Modern systems are increasingly designed around event-driven architecture concepts. Essentially, you’ll have a bunch of microservices running on cloud, interconnected via fast asynchronous streams of business events.
There are many benefits of such an approach: resiliency, elasticity, flexibility. And because of these benefits, such an approach is at the core of many of the digital native platforms which have become so successful in the last few years.
Recently we have also seen the emergence of the distributed data mesh concept, which aims to extend the microservices approach to the data space and complete the spectrum of distributed architectures.
But what if you do not have the luxury of building something from scratch? What if you have to deal with legacy monoliths which you can’t afford to re-engineer? What if your legacy is the big ball of mud that nobody dares to touch? Are you prevented from entering the microservices party forever? Are you excluded from data mesh? Maybe not, maybe there’s another way.
The ingredients of the recipe
Figure 1: The ingredients: Cloud, CDC, DevOps and Domain Experts
To move towards an event driven architecture, while continuing to run your legacy — and without having to change a line of code — might sound like a pipe dream, but it’s surprisingly simple. You just need a set of modern technologies, a set of modern practices and good old business domain expertise.
First, we need domain experts who know how the legacy systems work and, more specifically, know the data model of these systems.
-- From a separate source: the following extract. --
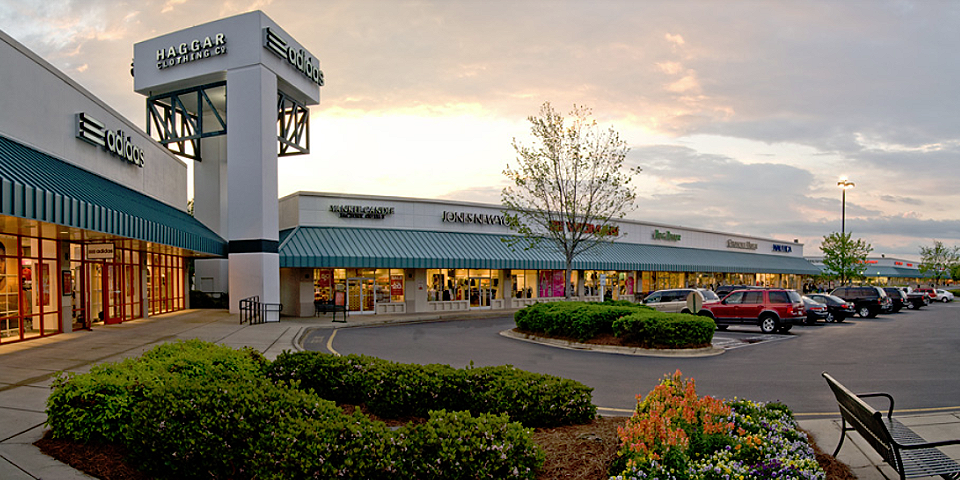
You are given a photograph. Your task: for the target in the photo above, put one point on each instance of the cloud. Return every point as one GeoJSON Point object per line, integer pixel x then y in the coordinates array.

Then we’re going to use the cloud, which gives us the elasticity required, and change data capture (CDC) tools, that enable us to capture the roots of the events. Then we need “DevOps on steroids”, in essence we need to automatize every step, from build to deployment to rolling update, to be able to manage a complex dynamic infrastructure. We glue all of these ingredients with a domain-specific language (DSL), which becomes the Esperanto for domain experts, InfraOps people, business users and also IT financial controllers.
Let's make the problem concrete : a fictional requirement
The-Retail-Company is, well …, a retail company. As such, they manage customers orders via their order management system (OMS).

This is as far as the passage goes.